Swift Admits More Banks Have Been Hit by Cyber Attacks – Report
Under fire global bank transfer operator Swift has revealed more cyber-attacks on its members have taken place recently, some of them successful.
The Brussels-based group sent a letter to its members designed to pressure them in to complying with new security rules drawn up following the $81 million heist from Bangladesh Bank.
"Customers’ environments have been compromised, and subsequent attempts [were] made to send fraudulent payment instructions," it read, according to Reuters. "The threat is persistent, adaptive and sophisticated – and it is here to stay."
The member-owned group apparently didn’t explain how many lenders were hit, but did say that they were of varying sizes and located in different regions.
It’s also believed the attackers used different methods to compromise weak security in local networks in order to issue phony bank transfer requests.
The same strategy was used to steal from the central bank of Bangladesh, where hackers are thought to have taken advantage of several security oversights – such as the lack of a firewall and the use of second-hand $10 switches.
Swift is said to have warned member banks that if they don’t install the latest version of its software by the November deadline, it may inform regulators.
This update includes improved access controls and better tools for spotting cyber intrusions, the report claimed.

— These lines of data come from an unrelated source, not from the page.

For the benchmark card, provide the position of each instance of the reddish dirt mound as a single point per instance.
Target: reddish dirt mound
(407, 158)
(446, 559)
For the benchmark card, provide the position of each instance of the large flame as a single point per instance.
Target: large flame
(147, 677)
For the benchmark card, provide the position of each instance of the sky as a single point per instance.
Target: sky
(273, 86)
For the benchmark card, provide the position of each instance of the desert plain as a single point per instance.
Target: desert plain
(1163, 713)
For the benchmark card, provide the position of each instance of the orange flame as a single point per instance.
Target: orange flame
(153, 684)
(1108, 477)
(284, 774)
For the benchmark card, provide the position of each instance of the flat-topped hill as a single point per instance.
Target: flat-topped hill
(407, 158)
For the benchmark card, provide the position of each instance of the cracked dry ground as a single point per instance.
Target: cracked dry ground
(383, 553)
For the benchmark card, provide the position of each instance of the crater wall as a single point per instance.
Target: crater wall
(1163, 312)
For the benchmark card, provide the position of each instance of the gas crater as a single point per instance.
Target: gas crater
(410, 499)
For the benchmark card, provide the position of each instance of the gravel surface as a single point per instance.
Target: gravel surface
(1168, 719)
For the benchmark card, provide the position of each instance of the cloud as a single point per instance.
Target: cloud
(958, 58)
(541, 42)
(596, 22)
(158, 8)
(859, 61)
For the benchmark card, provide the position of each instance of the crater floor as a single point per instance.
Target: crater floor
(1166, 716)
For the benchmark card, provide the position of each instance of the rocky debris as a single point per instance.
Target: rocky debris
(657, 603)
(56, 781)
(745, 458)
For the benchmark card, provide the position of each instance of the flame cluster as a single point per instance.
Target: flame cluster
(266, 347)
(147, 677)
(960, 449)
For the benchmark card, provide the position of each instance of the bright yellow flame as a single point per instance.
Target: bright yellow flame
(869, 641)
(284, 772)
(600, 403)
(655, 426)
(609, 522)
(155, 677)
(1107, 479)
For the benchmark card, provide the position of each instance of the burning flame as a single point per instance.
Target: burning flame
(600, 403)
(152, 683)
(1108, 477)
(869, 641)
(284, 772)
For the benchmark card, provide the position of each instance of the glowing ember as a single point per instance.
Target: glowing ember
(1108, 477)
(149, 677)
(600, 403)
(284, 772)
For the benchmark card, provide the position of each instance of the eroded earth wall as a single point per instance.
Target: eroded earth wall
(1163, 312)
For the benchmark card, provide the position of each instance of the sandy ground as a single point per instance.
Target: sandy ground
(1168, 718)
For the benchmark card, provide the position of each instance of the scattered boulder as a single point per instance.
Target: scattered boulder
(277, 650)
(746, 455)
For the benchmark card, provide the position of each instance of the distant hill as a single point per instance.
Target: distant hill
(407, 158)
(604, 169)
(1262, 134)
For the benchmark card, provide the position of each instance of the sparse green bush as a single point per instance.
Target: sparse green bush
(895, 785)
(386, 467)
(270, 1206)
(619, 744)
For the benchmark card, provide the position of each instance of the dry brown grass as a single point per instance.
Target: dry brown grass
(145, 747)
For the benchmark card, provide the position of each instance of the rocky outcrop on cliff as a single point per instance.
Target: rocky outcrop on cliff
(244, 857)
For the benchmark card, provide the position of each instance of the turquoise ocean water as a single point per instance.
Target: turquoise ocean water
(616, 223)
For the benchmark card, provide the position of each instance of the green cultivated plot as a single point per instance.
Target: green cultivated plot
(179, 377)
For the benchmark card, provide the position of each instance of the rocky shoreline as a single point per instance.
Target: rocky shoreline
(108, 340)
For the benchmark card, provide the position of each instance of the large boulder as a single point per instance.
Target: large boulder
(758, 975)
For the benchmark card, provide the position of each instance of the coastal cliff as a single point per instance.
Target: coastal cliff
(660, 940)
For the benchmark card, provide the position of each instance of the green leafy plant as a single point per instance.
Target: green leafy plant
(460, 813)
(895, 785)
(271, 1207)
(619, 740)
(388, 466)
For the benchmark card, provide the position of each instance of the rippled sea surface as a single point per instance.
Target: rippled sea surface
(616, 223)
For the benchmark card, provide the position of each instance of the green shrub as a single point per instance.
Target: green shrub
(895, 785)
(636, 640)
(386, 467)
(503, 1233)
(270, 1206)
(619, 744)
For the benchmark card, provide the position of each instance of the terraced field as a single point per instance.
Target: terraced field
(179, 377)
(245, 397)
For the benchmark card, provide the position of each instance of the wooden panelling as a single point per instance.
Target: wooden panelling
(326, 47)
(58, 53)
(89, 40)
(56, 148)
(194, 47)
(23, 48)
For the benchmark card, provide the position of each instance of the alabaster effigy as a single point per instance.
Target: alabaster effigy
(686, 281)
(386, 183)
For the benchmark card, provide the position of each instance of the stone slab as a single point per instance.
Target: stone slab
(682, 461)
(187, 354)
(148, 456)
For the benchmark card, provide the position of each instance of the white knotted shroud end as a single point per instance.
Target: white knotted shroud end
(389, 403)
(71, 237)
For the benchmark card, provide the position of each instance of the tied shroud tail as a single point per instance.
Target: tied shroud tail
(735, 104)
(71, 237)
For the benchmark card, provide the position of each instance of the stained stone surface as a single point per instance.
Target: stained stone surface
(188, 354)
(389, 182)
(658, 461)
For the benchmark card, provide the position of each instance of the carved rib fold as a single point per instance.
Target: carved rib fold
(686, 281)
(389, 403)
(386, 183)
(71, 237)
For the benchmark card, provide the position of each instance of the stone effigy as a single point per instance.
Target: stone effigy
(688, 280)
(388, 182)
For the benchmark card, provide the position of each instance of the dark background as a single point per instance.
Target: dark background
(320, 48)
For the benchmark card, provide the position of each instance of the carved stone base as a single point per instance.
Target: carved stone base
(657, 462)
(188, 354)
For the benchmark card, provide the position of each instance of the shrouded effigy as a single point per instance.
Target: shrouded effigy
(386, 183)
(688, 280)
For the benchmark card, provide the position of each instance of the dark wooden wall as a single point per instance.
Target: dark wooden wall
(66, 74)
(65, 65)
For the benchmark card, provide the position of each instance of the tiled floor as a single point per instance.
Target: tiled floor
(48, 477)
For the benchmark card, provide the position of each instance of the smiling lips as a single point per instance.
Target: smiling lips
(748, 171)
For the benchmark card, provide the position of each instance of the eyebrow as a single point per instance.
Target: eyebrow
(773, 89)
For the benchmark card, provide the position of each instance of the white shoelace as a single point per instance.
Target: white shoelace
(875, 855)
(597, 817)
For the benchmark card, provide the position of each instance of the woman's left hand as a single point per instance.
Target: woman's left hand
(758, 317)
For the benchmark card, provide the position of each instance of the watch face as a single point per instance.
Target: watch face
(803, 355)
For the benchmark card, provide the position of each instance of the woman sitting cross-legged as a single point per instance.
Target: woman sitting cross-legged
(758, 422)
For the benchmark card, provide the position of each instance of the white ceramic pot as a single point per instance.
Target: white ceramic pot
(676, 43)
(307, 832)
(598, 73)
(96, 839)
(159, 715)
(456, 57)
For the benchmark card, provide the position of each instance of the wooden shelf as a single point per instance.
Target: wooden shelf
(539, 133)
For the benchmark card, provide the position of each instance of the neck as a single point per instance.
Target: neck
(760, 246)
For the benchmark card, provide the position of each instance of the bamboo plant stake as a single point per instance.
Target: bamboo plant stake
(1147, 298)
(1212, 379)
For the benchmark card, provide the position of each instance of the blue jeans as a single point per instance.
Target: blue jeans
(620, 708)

Swift has been on the back foot ever since news broke of the $81m cyber theft earlier this year, suffering criticism that it hasn’t done enough to help its smaller member banks withstand sophisticated online attacks.
As a result, it launched its five-stream Customer Security Programme back in June which includes commitments on improved information sharing, the development of audit frameworks to securely manage Swift messages, and more.
But last month Swift suffered another blow when former directors and an ex-CEO claimed the organization took its eye off the ball on security for years, with some even arguing board members weren’t up to the job.